Trying to balance life with his concerned but weak mother, an unpredictable, rebel older brother, and violent father, young Augusten constantly seems to be walking on egg shells trying to win his father’s affection. Two episodes in this book stand out. The episode described above, where the old brother is having a confrontation with the father, and young Augusten fetches a gun, which the brother points at the father and informs him that he keeps it loaded all of the time. Augusten is screaming through the entire confrontation at the older brother to kill him. The second episode is after Augusten is older and the father drunk calls him and threatens to come over and kill him. After Augusten call the police, the father, suddenly sober, tells the police officers, that he made no such call and this must be a false report on his son’s part.
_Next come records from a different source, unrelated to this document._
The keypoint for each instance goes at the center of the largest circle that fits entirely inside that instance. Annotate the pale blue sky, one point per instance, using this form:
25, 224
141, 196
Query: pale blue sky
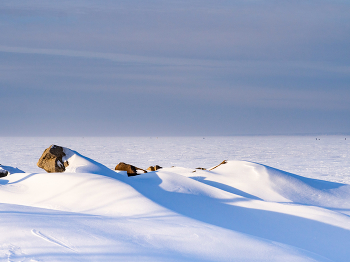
153, 68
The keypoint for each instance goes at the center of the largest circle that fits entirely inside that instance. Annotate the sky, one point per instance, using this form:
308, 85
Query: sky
174, 68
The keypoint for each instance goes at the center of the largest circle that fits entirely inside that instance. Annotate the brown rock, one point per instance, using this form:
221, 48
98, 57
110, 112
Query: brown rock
3, 172
51, 160
130, 169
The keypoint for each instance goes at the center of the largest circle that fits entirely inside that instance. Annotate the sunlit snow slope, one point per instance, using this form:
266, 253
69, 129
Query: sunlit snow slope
239, 211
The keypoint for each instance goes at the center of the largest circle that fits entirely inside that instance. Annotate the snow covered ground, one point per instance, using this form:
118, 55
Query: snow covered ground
244, 210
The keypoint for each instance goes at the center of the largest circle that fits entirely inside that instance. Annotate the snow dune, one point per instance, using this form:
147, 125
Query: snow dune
239, 211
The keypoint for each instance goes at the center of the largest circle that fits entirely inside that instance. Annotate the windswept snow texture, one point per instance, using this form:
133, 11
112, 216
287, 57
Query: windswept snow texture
238, 211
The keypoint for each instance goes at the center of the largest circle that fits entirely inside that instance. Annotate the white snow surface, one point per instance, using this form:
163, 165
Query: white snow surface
239, 211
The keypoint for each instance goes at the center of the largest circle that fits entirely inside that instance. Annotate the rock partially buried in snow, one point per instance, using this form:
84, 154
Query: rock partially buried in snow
130, 169
8, 170
51, 160
154, 168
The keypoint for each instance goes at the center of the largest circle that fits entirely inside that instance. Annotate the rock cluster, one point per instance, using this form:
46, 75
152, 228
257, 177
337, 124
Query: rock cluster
130, 169
3, 172
51, 160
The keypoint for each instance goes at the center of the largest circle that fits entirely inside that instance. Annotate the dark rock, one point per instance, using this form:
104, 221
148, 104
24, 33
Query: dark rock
51, 160
130, 169
3, 172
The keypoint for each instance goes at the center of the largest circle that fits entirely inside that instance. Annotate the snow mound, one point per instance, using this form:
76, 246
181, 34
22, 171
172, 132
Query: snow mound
239, 211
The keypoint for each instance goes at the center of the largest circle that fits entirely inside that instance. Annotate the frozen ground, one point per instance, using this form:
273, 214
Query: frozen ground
327, 158
239, 211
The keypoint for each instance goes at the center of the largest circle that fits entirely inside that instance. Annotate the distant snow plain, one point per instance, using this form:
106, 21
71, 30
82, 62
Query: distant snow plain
245, 210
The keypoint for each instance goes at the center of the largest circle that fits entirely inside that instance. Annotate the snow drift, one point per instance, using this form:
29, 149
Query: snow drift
239, 211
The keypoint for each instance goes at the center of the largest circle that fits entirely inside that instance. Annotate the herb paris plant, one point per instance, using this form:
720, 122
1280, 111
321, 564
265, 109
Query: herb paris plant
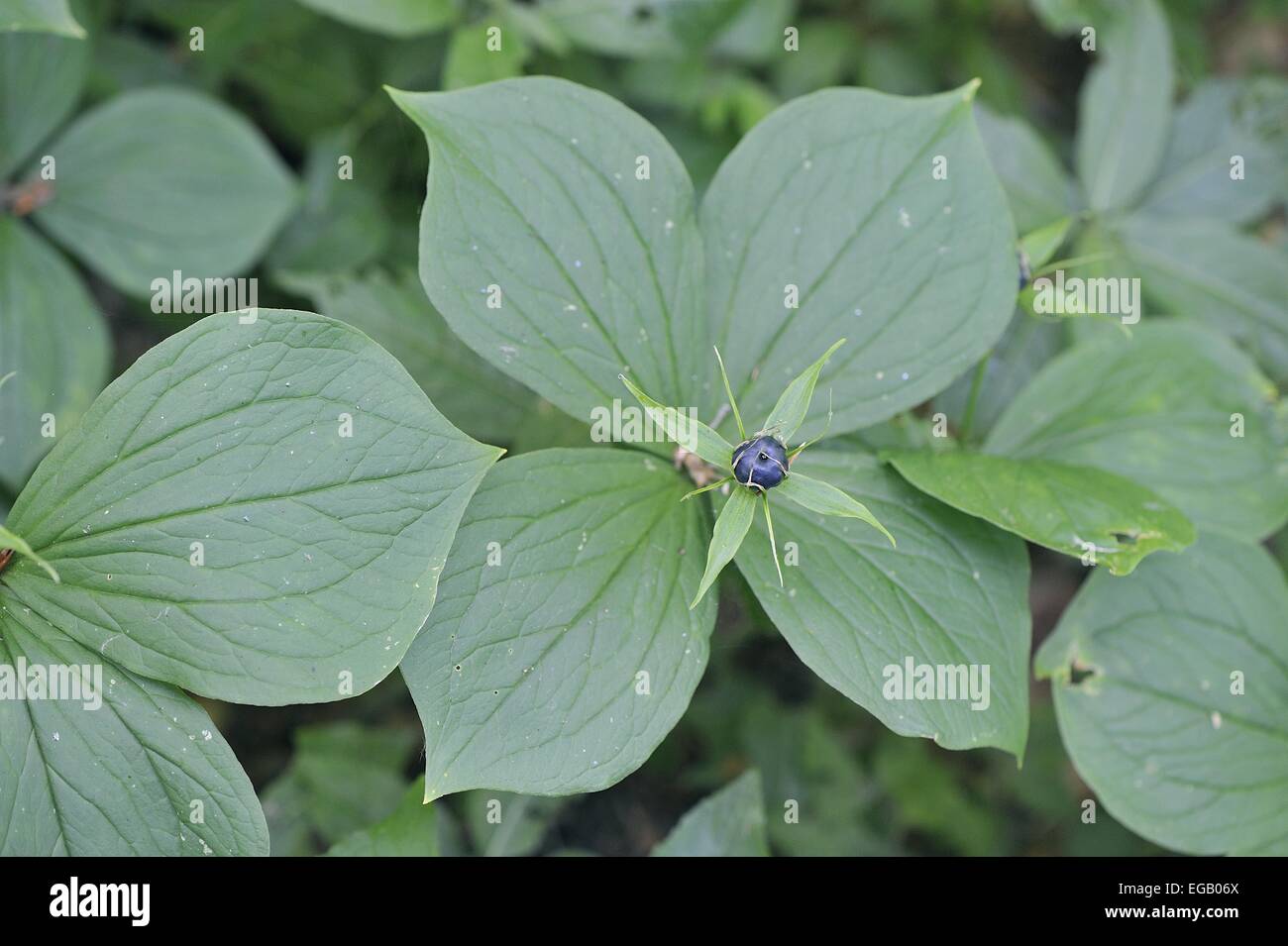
257, 511
561, 242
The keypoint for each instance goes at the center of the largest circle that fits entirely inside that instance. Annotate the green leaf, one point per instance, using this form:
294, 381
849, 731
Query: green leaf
54, 349
533, 190
117, 769
16, 543
728, 824
297, 464
828, 501
410, 830
1159, 408
730, 529
1035, 184
1171, 688
789, 413
954, 592
563, 600
137, 206
889, 259
393, 310
39, 16
1207, 270
1125, 110
1090, 514
40, 81
342, 224
684, 429
390, 17
1216, 123
1026, 345
471, 62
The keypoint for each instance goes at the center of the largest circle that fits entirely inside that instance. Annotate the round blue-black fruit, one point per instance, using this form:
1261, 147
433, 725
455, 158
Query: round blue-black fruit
760, 463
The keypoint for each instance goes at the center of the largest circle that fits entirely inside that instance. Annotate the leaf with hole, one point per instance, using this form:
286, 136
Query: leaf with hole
1090, 514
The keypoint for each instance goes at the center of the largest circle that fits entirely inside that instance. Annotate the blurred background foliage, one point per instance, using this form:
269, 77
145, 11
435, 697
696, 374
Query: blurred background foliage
309, 73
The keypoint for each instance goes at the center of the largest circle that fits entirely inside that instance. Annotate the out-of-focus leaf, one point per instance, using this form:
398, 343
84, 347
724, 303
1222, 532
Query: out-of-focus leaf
136, 207
54, 351
1172, 695
40, 81
1125, 108
728, 824
390, 17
Equally disturbing is that fact that young Augusten pronounces the word ‘Dad’ by using the word ‘Dead.’ Pets left under ‘Dead’s’ care consistently ended up dead.

Even as an adult, the attempts described by Burroughs to win his father’s approval with his success fall on deaf ears. This book seems strikingly authentic to me. It was written by someone who has been there.

The memoir concludes with examples in Burroughs’ adult life where the father has had an effect and even after the father’s death, Augusten’s hatred for him continues.
This one is the most disturbing dysfunctional relationship I’ve ever read. Burroughs’ prose is exceptional; this man can turn a phrase, and he is a first class writer. He is a true artist with words. This book is a serious writer, purging his soul. An incredibly honest and open book, the irony of this book will keep you on edge for hours. A searing, haunting, unflinching journey into the truth; this is a great book for the ages.